Question

For the reaction at \( T(K) \), \( A_2(g) \rightleftharpoons B_2(g) \), \( K_c \) for the reaction at \( T(K) \) is 39.0. In a closed 1L flask, one mole of \( A_2(g) \) was heated to \( T(K) \). What is the concentration of \( B_2(g) \) at equilibrium (in mol L\(^{-1}\))?

• A. 0.975
• B. 0.015
• C. 0.65
• D. 0.035

Hint:

When dealing with equilibrium problems, remember that \( K_c \) expresses the ratio of concentrations of products to reactants raised to the power of their coefficients.

Answer 1

The Correct Option is A

Step 1: Define Initial and Equilibrium Concentrations
Let the initial concentration of \( A_2(g) \) be 1 mol L\(^{-1}\) (since 1 mole is placed in a 1L flask).

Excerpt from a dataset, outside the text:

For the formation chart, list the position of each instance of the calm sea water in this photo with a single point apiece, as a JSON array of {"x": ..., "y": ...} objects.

At equilibrium, let x be the concentration of \( B_2(g) \) formed. Since the reaction is: \[ A_2(g) \rightleftharpoons B_2(g) \] The equilibrium concentrations will be: - \( [A_2] = (1 - x) \) - \( [B_2] = x \)
Step 2: Apply the Equilibrium Constant Expression
The equilibrium constant for the reaction is given by: \[ K_c = \frac{[B_2]}{[A_2]} \] Substituting the values: \[ 39 = \frac{x}{1 - x} \]
Step 3: Solve for \( x \)
Rearranging the equation: \[ x = 39(1 - x) \] \[ x + 39x = 39 \] \[ 40x = 39 \] \[ x = \frac{39}{40} = 0.975 \]
Step 4: Conclusion
Thus, the equilibrium concentration of \( B_2(g) \) is 0.975 mol L\(^{-1}\), so the correct answer is option (1).